Voter fraud commission very quickly runs into roadblocks

The principal resistance has come from the nation’s secretaries of state, many of them Republicans.

By Carl P. Leubsdorf

The Dallas Morning News

One of democracy’s best protections against blatantly preposterous proposals is that the perpetrators inevitably go too far. In the case of President Donald Trump’s fraudulent voter fraud commission, that didn’t take long.

Even before next week’s first official meeting, the panel Trump created to pursue his ridiculous claim that 3 million to 5 million Americans voted fraudulently last November, is running into roadblocks both federal and state.

On Monday, it temporarily suspended its request for reams of public and personal election data in the wake of multiple federal court suits from liberal groups contending it has failed to protect voters’ privacy.

But the principal resistance has come from the nation’s secretaries of state, many of them Republicans.

They have the most experience running elections, and they’re making clear their opposition to this misguided federal threat to their authority.

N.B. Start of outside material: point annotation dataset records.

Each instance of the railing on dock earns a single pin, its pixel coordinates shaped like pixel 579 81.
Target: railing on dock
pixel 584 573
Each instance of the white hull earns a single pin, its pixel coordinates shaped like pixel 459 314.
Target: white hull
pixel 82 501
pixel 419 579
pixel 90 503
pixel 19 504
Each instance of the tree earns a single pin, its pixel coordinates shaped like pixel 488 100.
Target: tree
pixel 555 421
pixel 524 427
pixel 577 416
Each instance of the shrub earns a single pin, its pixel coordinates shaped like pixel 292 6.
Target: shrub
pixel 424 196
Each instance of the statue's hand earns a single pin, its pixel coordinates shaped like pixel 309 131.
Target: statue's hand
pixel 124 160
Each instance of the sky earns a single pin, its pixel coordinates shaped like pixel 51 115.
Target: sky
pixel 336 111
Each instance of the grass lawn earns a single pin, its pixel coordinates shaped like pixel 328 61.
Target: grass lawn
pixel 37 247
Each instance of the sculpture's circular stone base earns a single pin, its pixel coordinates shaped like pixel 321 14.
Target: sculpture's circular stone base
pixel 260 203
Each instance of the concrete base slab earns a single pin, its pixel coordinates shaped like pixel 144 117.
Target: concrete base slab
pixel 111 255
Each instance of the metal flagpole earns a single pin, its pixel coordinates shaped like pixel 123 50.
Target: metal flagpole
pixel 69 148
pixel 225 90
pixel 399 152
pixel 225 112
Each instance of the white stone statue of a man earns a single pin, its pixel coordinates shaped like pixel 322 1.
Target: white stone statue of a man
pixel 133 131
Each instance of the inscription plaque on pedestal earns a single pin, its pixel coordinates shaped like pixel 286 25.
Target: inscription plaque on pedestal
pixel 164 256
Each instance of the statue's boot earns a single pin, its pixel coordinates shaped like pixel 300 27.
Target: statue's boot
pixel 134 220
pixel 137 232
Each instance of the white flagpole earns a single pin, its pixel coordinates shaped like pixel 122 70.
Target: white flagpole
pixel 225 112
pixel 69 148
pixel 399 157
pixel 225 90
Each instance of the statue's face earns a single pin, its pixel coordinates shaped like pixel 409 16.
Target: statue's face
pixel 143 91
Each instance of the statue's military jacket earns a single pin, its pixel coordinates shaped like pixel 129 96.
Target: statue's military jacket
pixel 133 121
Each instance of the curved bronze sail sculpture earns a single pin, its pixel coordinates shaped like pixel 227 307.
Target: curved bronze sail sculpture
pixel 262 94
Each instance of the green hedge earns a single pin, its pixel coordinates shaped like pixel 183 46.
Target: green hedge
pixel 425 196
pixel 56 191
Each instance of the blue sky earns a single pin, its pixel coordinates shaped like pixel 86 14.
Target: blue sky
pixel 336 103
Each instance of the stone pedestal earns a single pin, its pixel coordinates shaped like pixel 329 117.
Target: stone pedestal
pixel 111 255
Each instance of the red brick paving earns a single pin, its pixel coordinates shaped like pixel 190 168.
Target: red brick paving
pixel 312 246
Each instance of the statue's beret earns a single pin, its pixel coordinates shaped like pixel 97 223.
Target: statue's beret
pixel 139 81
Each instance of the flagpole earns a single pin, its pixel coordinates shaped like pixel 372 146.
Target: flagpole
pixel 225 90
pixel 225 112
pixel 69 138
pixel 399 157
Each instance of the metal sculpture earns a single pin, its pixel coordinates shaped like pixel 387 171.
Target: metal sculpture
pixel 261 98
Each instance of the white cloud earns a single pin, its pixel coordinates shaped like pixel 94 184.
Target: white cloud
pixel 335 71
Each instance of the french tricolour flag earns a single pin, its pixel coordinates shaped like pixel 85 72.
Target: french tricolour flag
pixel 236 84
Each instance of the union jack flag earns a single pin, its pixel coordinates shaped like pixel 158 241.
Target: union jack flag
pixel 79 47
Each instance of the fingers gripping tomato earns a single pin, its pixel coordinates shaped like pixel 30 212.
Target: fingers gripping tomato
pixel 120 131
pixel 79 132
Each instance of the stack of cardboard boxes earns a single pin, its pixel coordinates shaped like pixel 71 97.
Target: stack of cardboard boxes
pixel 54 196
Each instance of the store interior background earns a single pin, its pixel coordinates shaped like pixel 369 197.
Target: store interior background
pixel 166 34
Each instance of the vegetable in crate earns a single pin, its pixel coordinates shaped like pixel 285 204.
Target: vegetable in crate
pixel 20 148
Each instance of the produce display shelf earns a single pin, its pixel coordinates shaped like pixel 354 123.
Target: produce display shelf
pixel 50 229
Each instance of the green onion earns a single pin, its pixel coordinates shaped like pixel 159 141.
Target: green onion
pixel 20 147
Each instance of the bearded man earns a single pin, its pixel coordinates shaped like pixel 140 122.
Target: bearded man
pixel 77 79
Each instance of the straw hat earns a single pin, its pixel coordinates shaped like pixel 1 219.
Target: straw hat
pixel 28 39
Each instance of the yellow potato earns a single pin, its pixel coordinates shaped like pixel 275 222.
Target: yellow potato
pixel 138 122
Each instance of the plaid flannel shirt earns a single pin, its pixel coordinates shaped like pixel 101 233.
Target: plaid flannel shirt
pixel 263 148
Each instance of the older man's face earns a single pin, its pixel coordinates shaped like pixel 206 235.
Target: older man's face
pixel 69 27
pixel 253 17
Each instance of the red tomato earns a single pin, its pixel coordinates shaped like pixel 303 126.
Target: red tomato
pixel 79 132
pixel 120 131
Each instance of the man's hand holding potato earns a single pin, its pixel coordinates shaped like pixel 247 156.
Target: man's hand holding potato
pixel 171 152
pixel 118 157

On Monday they unanimously passed a resolution at their annual meeting stressing the states’ role in administering federal, state and local elections.

The bipartisan rebuke came after many responded individually to the panel’s request by echoing Mississippi GOP Secretary of State Delbert Hosemann’s rejoinder that the panel chaired by Vice President Mike Pence “can go jump in the Gulf of Mexico, and Mississippi is a great state to launch from.”

Requested data included registrants’ full names, addresses, birth dates, political parties, voting history since 2006, felony convictions, military status and the last four digits of their Social Security numbers.

Though Pence officially chairs the panel, its driving force is Kansas Secretary of State Kris Kobach, no stranger to controversy over his loud but so far ineffectual campaign to verify unproven claims of widespread voting by people who are in the U.S. illegally.

Kobach has fared poorly in court. Last month, a federal magistrate fined him $1,000 for misleading the court while challenging the Kansas law requiring new voters to show proof of citizenship, a requirement Kobach would like to see elsewhere.

The panel has given no indication yet how it proposes to cope with the non-existent problem it is investigating. Richard L. Hasen, a professor of law and political science at the University of California Irvine and one of the nation’s top elections experts, wrote in Slate he thinks it wants to roll back the 1993 Motor Voter Law, which requires states to offer the opportunity to register to anyone applying for a driver’s license or public assistance.

Besides Kobach, Hasen noted, the panel includes “a rogue’s gallery of the country’s worst voter suppressors,” including Ohio Secretary of State Ken Blackwell, who sought in 2004 to reject voters on various specious grounds; Hans von Spakovsky, a former Bush 43 Justice Department official who has long argued without proof that widespread fraud requires a crackdown; and its newest member, J. Christian Adams, a von Spakowsky colleague in the Bush Justice Department.

In focusing on registration, the Pence-Kobach Commission is targeting the biggest current problem, the likely presence on voter rolls of many people who died or moved. But critics note that efforts in many states to purge their rolls often remove legitimate voters, including many minorities.

Besides, regardless of who is registered, there is no evidence of wide-scale illegal voting. A few cases often crop up, like a Dallas-area woman recently convicted of voting for years though not a citizen, and a Des Moines, Iowa, woman caught trying to vote twice last year for Trump. Organized efforts have generally produced minimal results, like Ohio Secretary of State John Husted’s probe last year that recommended prosecuting 52 possible voter fraud cases among the state’s 5.6 million voters.

Meanwhile, congressional Democrats are again pushing legislation automatically registering anyone who applies for a driver’s license, public assistance or a firearms permit; enrolls at a public university; or becomes a naturalized citizen. Five states have adopted similar measures.

And the Democratic National Committee created its own commission, chaired by former Missouri Secretary of State Jason Kander, who also formed a political action committee to fight restrictive efforts. Kander’s group plans a news conference next week when the Pence-Kobach panel meets.

As is often the case in Washington, the issue has created some interesting political subtexts. Kobach is running for governor of Kansas. Kander, who narrowly lost a 2016 Senate race, is using the issue to pursue the kind of schedule presidential hopefuls follow.

But the underlying contrast is pretty clear-cut. The Pence-Kobach Commission is trolling for ways to justify making voting harder, like expanding the voter ID laws in many states or extending Kansas’ questionable citizenship requirement.